Computing the expectation of $X^n e^{-\lambda X}$ Is there an elegant (probabilistic) way to compute $E(X^n e^{-\lambda X})$, where $n \in \mathbb{N}$, $\lambda > 0$ and $X$ is a random variable with normal distribution $N(\mu,\sigma^2)$?
Alternatively, my question is simply how to compute the integral
$$
\frac{1}{\sqrt{2\pi\sigma^2}} \int_{-\infty}^{\infty} x^n e^{-\lambda x} e^{-\frac{(x-\mu)^2}{2\sigma^2}} dx.
$$
 A: $$\lambda x + \frac{(x-\mu)^2}{2\sigma^2} = \frac{x^2 - 2(\mu - \sigma^2 \lambda)x + \mu^2}{2\sigma^2} = \frac{(x-(\mu-\sigma^2 \lambda))^2}{2\sigma^2} + \frac{2 \lambda \mu -\sigma^2 \lambda^2}{2}$$
Ignoring constant factors, your integral becomes
$$\int x^n e^{-\frac{(x-(\mu-\sigma^2 \lambda))^2}{2\sigma^2}} \mathop{dx},$$
which can be computed from the [non-central] moments of a $N(\mu-\sigma^2 \lambda, \sigma^2)$ distribution.
A: HINT
You have
$$
\begin{split}
\lambda x + \frac{(x - \mu)^2}{2\sigma^2}
&= \frac{x^2 + \mu^2 + 2x(\sigma^2\lambda-\mu)}{2\sigma^2} \\
&= \frac{x^2 + 2x(\sigma^2\lambda-\mu) +(\sigma^2\lambda-\mu)^2}
        {2\sigma^2}
  + \frac{\mu^2 - (\sigma^2\lambda-\mu)^2}{2\sigma^2}\\
&= \frac{(x + \sigma^2\lambda-\mu)^2}
        {2\sigma^2}
  + \frac{\mu^2 - (\sigma^2\lambda-\mu)^2}{2\sigma^2}\\
\end{split}
$$
and denote the last term on the RHS by $K$ and you have
$$
\int_\mathbb{R} x^n e^{\lambda x} e^{\frac{(x - \mu)^2}{2\sigma^2}} dx
= e^K\int_\mathbb{R} x^n \exp\left(\frac{(x + (\sigma^2\lambda-\mu))^2}{2\sigma^2}\right) dx
= e^K \mathbb{E}[Y]
$$
where $Y$ is also normal with same std deviation but shifted mean.

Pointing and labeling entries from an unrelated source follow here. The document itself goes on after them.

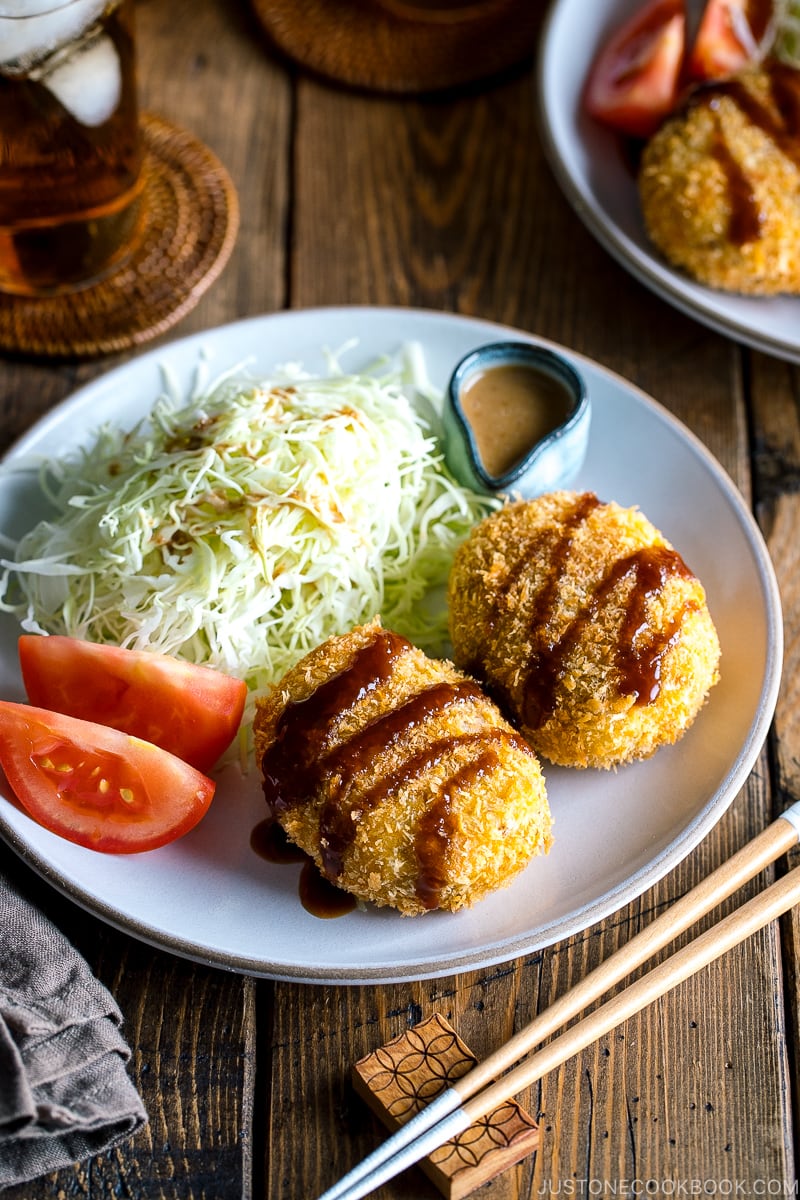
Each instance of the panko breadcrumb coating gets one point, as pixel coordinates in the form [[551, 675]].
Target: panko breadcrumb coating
[[585, 624], [720, 184], [398, 775]]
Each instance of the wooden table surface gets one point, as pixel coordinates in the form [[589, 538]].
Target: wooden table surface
[[447, 203]]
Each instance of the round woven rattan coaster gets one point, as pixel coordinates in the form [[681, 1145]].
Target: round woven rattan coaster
[[191, 222], [400, 46]]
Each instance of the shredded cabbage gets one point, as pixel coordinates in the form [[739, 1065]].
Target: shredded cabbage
[[244, 525], [787, 40]]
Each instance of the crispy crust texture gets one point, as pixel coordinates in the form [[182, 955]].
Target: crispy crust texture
[[464, 757], [690, 174], [529, 589]]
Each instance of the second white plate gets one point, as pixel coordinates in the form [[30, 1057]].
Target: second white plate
[[209, 897], [590, 166]]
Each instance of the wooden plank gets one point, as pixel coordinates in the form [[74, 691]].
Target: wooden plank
[[450, 205], [192, 1029]]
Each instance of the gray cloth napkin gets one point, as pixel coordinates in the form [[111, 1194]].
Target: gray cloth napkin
[[65, 1093]]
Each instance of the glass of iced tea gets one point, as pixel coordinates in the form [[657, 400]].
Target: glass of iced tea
[[70, 144]]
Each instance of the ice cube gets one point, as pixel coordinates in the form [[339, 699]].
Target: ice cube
[[89, 83], [25, 41]]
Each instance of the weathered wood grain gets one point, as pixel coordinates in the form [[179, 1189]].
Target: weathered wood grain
[[447, 203]]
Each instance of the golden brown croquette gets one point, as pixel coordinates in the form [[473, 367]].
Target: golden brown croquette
[[720, 184], [397, 774], [585, 624]]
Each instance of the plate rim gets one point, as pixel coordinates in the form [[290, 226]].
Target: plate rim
[[654, 274], [612, 899]]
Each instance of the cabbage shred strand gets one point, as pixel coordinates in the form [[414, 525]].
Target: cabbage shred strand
[[244, 527]]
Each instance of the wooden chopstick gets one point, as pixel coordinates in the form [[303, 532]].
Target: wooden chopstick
[[452, 1110]]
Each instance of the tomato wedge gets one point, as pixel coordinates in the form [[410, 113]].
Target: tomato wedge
[[636, 78], [191, 711], [728, 37], [96, 786]]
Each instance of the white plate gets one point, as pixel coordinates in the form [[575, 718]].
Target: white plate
[[210, 898], [590, 166]]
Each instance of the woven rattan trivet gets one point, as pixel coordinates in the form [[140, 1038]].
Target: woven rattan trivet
[[191, 222], [396, 48]]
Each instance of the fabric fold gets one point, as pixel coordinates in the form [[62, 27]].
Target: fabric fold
[[65, 1093]]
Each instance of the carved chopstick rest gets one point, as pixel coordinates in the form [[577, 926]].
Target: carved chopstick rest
[[398, 1079]]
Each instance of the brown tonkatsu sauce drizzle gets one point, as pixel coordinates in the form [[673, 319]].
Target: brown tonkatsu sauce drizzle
[[746, 216], [438, 823], [639, 651], [302, 759], [317, 895], [557, 555], [637, 658]]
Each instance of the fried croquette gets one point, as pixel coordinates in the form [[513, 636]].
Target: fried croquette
[[585, 625], [398, 775], [720, 184]]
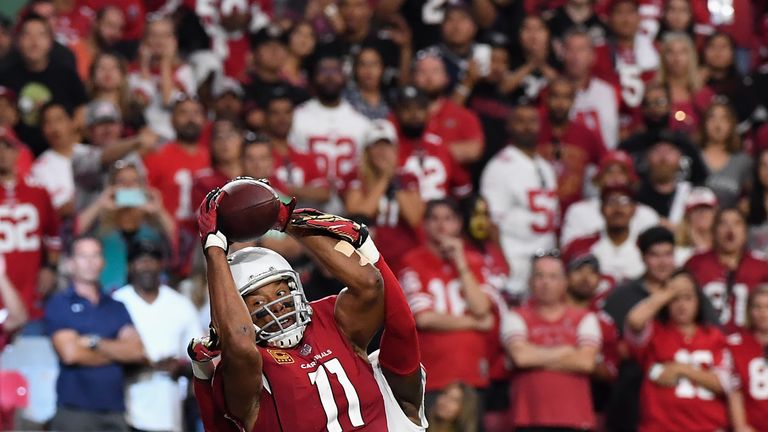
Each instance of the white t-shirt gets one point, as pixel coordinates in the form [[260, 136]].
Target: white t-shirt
[[153, 399], [597, 106], [53, 171]]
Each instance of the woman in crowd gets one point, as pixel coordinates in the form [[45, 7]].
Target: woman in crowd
[[694, 232], [684, 360], [680, 73], [126, 211], [301, 44], [729, 167], [454, 410], [365, 91]]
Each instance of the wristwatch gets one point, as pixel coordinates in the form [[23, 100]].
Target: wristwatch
[[93, 341]]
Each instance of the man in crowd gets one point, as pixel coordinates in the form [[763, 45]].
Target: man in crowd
[[443, 284], [729, 271], [615, 246], [553, 347], [596, 103], [93, 336], [569, 145], [521, 191], [166, 321]]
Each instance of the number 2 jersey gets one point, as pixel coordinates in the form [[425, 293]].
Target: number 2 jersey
[[322, 384]]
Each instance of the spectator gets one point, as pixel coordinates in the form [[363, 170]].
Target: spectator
[[661, 189], [457, 47], [729, 271], [577, 14], [694, 233], [680, 73], [729, 167], [459, 128], [365, 92], [455, 410], [443, 284], [532, 71], [553, 347], [757, 217], [166, 321], [90, 164], [170, 171], [93, 336], [327, 125], [37, 80], [32, 253], [424, 154], [161, 77], [584, 217], [567, 144], [53, 168], [298, 172], [596, 103], [748, 403], [107, 31], [720, 74], [628, 59], [385, 195], [301, 44], [684, 359], [521, 191], [126, 211], [226, 159], [615, 247]]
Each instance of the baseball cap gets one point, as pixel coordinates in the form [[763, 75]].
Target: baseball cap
[[700, 196], [101, 111], [380, 130], [226, 85], [621, 158], [141, 248]]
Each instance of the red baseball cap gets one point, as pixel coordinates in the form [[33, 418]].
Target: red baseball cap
[[621, 158]]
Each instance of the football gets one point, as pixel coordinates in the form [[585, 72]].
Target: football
[[248, 209]]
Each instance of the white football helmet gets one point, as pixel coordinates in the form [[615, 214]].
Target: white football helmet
[[254, 267]]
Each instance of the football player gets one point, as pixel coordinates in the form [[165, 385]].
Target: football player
[[290, 365]]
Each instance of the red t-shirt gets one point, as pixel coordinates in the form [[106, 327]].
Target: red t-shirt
[[431, 284], [170, 171], [570, 155], [430, 162], [751, 373], [30, 226], [685, 407], [394, 237], [321, 383], [712, 277]]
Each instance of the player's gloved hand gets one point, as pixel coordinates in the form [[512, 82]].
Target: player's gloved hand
[[206, 222], [332, 225]]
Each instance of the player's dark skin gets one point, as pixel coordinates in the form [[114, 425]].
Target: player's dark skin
[[359, 314]]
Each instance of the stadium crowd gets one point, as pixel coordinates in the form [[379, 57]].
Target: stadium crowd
[[574, 194]]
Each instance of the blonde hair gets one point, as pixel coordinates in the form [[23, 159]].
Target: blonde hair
[[694, 79]]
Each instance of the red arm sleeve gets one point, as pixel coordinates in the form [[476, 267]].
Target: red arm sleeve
[[399, 351]]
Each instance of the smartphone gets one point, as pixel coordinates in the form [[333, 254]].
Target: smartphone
[[130, 197]]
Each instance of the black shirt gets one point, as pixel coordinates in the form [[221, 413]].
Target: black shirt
[[34, 89]]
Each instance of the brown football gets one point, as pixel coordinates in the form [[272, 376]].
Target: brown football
[[248, 209]]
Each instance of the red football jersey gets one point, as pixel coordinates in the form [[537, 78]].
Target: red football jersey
[[431, 284], [685, 407], [751, 373], [170, 171], [29, 226], [712, 276], [570, 155], [321, 384], [393, 236], [429, 160]]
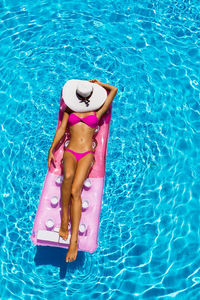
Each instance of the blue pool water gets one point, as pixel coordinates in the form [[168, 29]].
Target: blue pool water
[[149, 234]]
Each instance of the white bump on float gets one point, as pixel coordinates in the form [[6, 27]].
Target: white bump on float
[[66, 143], [49, 224], [62, 241], [87, 182], [56, 229], [97, 129], [85, 204], [94, 144], [54, 201], [59, 179], [49, 236], [82, 228]]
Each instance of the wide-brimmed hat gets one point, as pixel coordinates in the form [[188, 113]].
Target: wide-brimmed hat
[[83, 95]]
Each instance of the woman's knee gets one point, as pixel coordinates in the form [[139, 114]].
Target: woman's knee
[[68, 176]]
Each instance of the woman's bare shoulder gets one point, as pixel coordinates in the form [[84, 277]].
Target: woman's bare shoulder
[[68, 110]]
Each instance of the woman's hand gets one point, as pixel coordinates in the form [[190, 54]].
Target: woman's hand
[[50, 157], [94, 81]]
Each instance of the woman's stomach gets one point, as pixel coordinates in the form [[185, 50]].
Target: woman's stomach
[[80, 144]]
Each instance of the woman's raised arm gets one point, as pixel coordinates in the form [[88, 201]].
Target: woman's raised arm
[[113, 91]]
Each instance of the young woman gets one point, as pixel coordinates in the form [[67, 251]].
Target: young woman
[[77, 160]]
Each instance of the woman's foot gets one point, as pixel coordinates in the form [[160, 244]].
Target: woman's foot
[[63, 232], [73, 249]]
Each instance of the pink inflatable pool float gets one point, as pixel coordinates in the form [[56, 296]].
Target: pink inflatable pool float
[[47, 221]]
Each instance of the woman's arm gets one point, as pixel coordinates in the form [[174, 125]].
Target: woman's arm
[[113, 91]]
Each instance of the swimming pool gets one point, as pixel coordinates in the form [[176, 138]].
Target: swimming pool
[[149, 225]]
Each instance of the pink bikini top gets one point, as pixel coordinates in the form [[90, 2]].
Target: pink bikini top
[[90, 120]]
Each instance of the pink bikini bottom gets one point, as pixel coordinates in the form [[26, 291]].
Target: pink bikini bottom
[[77, 154]]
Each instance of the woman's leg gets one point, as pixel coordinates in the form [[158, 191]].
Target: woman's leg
[[82, 171], [69, 163]]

A: The exponential generating function of the sequence $A_n = \mathbb E[X^n e^{-\lambda X}]$ is 
$$ g(z) = \sum_{n=0}^\infty \frac{A_n}{n!} z^n = \mathbb E[e^{(z-\lambda)X}]
= \exp\left(\frac{\sigma^2 (z-\lambda)^2}{2} + 2 \mu (z - \lambda) \right)$$
and $A_n$ can be obtained from the Maclaurin series of that.
A: First, let
$$
f(x) = \dfrac{1}{\sigma\sqrt{2\pi}}e^{-\frac{1}{2}\left(\frac{x - \mu}{\sigma}\right)^2},
$$
and recall that the moment generating function of the normal distribution with mean $\mu$ and variance $\sigma^2$ is given by
$$
M_X(t) = E\left(e^{tX}\right) = \exp\left(\mu t + \frac{1}{2}\sigma^2 t^2\right).
$$ 
Second, notice that
$$
\dfrac{\partial}{\partial \lambda} e^{-\lambda x} = -x e^{-\lambda x}, 
$$
and
$$
\dfrac{\partial^2}{\partial \lambda^2} e^{-\lambda x} = x^2 e^{-\lambda x};
$$
accordingly, by mathematical indication, we get
$$
\dfrac{\partial^n}{\partial \lambda^n} e^{-\lambda x} = (-1)^n x^n e^{-\lambda x}.
$$
Hence, by using Leibniz integral rule, the given expected value can be rewritten as
$$
E\left(X^n e^{-\lambda X}\right) = (-1)^{-n} \int_\mathbb{R} \dfrac{\partial^n}{\partial \lambda^n} e^{-\lambda x} f(x) dx = (-1)^{-n} \dfrac{d^n}{d \lambda^n} \int_\mathbb{R} e^{-\lambda x} f(x) dx  = (-1)^{-n} \dfrac{d^n}{d \lambda^n} M_X(-\lambda) = (-1)^{-n} \dfrac{d^n}{d \lambda^n} \exp\left(\frac{1}{2}\sigma^2 \lambda^2 - \mu \lambda\right).
$$
Finally, depending on the value of $n$ and $\lambda$, you can determine the desired expectation. For instance, if $n = 1$, then 
$$
E\left(X e^{-\lambda X}\right) = \left(\mu - \lambda \sigma^2\right) M_X(-\lambda).
$$